I didn't get pictures of all of our friends, I hope others who took pictures will pass them along, please (smile), but one of the most remarkable things about this group of kids is of the 13 toddlers, 7 had prolonged stays in the NICU with us, (okay none as long as us, but really, how many babies stayed as long as us?) and one more had a very short stay. It is a true testament to the parents of these kids (and the wonderful care we received in the NICU), most of whom were so terribly sick, that they are all thriving, energetic, bright lights in our lives. When you look at the statistics for preemies, and then you look at our children, all I can say is wow. I'm so proud to call all of you fellow alums of the NICU. As for the other 5 kids, well, you know, you're pretty special too.

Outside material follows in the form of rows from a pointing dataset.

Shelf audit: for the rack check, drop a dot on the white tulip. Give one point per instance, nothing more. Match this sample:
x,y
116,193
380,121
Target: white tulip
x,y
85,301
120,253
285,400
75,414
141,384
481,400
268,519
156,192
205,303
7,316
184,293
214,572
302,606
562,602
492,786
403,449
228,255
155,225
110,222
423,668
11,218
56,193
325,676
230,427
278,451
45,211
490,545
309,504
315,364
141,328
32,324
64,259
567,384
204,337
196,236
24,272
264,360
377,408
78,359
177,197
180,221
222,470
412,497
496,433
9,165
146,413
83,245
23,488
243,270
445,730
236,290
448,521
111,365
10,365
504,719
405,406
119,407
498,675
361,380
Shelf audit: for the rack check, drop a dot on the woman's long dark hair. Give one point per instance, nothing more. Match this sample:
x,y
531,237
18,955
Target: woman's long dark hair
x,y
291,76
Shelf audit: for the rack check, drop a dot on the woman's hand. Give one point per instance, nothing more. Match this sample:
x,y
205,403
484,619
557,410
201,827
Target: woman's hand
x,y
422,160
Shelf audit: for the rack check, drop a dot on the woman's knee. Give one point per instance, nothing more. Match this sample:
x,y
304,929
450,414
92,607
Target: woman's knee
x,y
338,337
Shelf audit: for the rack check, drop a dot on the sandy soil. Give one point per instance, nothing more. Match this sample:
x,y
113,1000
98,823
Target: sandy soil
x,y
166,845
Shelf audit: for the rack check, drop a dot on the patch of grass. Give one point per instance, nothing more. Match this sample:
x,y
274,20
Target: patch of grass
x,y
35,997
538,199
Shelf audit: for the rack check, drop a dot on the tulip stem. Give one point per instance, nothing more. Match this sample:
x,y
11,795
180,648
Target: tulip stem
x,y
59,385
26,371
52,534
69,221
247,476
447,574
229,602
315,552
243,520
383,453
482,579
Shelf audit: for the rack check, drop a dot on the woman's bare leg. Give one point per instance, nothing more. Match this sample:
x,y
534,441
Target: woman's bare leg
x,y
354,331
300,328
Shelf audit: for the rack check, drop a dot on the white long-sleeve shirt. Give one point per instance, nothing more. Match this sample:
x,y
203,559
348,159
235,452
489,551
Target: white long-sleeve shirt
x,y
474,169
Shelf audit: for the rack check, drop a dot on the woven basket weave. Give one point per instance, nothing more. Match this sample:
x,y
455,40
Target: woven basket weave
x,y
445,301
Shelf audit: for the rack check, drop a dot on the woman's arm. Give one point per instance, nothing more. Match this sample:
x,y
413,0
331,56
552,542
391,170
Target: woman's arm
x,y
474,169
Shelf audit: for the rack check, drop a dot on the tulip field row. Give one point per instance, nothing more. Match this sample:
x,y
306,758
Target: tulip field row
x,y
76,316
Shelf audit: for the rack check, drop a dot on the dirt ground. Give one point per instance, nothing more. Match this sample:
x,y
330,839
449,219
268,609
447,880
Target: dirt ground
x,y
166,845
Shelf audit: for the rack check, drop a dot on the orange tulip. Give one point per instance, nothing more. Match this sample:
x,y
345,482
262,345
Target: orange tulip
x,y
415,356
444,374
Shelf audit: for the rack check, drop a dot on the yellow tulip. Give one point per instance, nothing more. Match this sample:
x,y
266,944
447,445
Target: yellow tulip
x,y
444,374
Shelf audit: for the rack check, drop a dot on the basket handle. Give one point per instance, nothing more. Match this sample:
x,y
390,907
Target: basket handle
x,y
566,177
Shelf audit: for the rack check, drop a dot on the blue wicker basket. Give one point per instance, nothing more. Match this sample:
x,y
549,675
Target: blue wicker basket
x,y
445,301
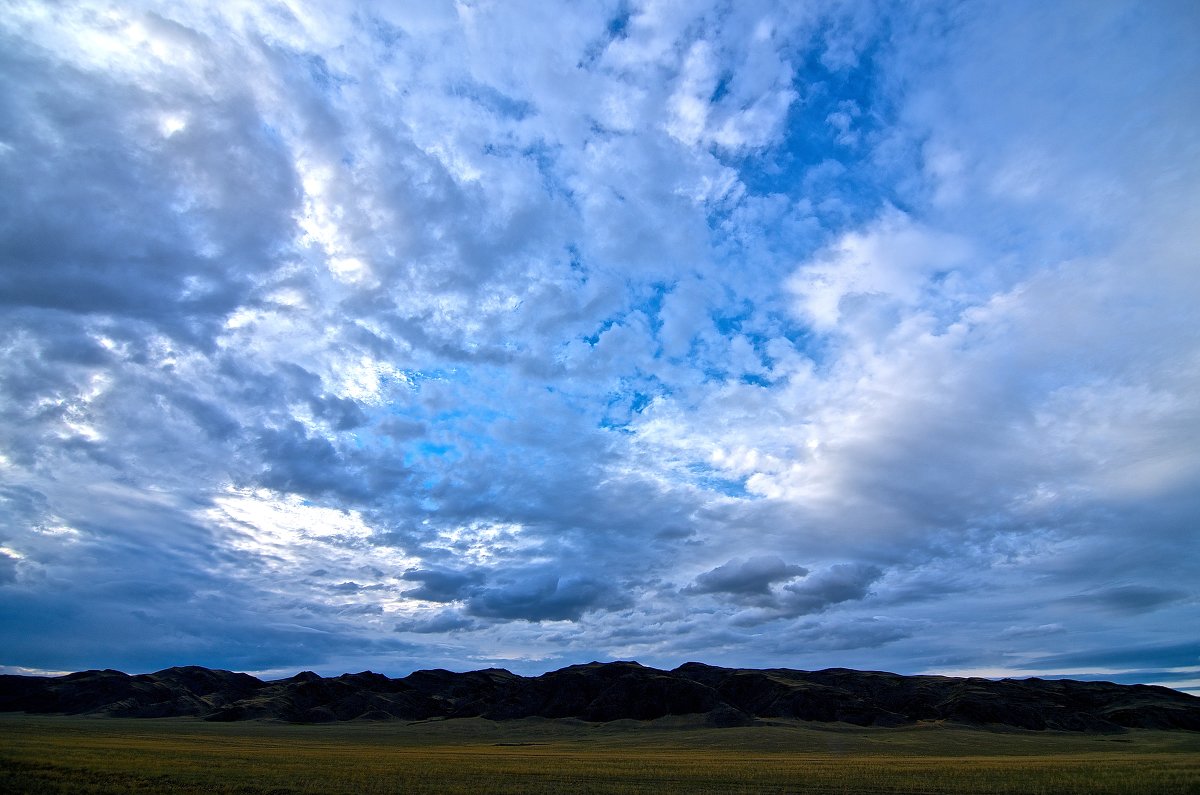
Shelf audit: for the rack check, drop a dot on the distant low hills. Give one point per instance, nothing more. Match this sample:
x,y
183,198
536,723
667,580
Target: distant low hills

Thanks to everyone who came out to help us celebrate.
Sunday, March 16, 2008
Preemie? Who you calling a Preemie?
It was always
As hard as it is to be in a NICU, with all the lights and beeping, studies have proven that for critically ill infants, contact with their parents (or even another loving human -cuddler) can aid in overall health improvement, significantly. NICU's around the world encourage Kangaroo Care for preemies because they have found both the babies and parents respond favorably. Just a parents mere presence bedside can help a preemie relax and calm down. I experienced this first hand many, many times during our five months in the NICU. There were days when one of our boys was having a tough time, brave nurses would let me hold the breath holding peanut, and for the entire time he was on my chest, his breathing would regulate and stabilize. Or in the weeks before we could touch our boys, the sound of our voices reading or singing through the portholes would always seem to calm them down.
Oh, but I digress...There were a few families that were ALWAYS at the beside of their child, or children. Because we were all sharing a common experience, and because we were all the same kind of dedicated, persistent, engaged parents, we all began to bond. The bonding didn't really start until we all made it out of "A" nursery. "A" is where the very critically ill babies live, the baby to nurse ratio is 2:1. These babies have loads of procedures, lots of "episodes" and require vigilant monitoring. Back in "C" and "D" nursery, the babies are presumably much more stable, in open cribs, off of oxygen, and don't require the hourly stat checks. Back in "C" and "D" the parents are also more stable, we are, sadly, old hands at this NICU thing. Once your babies are back in "C" and "D" you are anxiously awaiting the "go ahead" to take your little bundles home. There seems to be no time at all, but still, much more time for bonding.
Those families we saw every day, and every night have now become some of our great friends. We still share that special bond, we all have similar shared experiences, and therefore approach much of our parenting in the same manner. We are/were able to commiserate in a way that most parents cannot. Battling insurance companies, and pediatricians for Synagis, to keep our babies safe from RSV , navigating the host of specialists, doctors appointments, follow-up clinics and all the other things that come with having a premature infant.
We finally got together with a few of our NICU friends on Friday, it had been a while since these three families had been together all at once, and wow was it fun!
It was really nice to get out with our friends. It is always so inspiring to see just how well all of these kids are doing considering what an incredibly difficult start they had. I say it's partly because we were all engaged and present everyday in that NICU, and everyday since.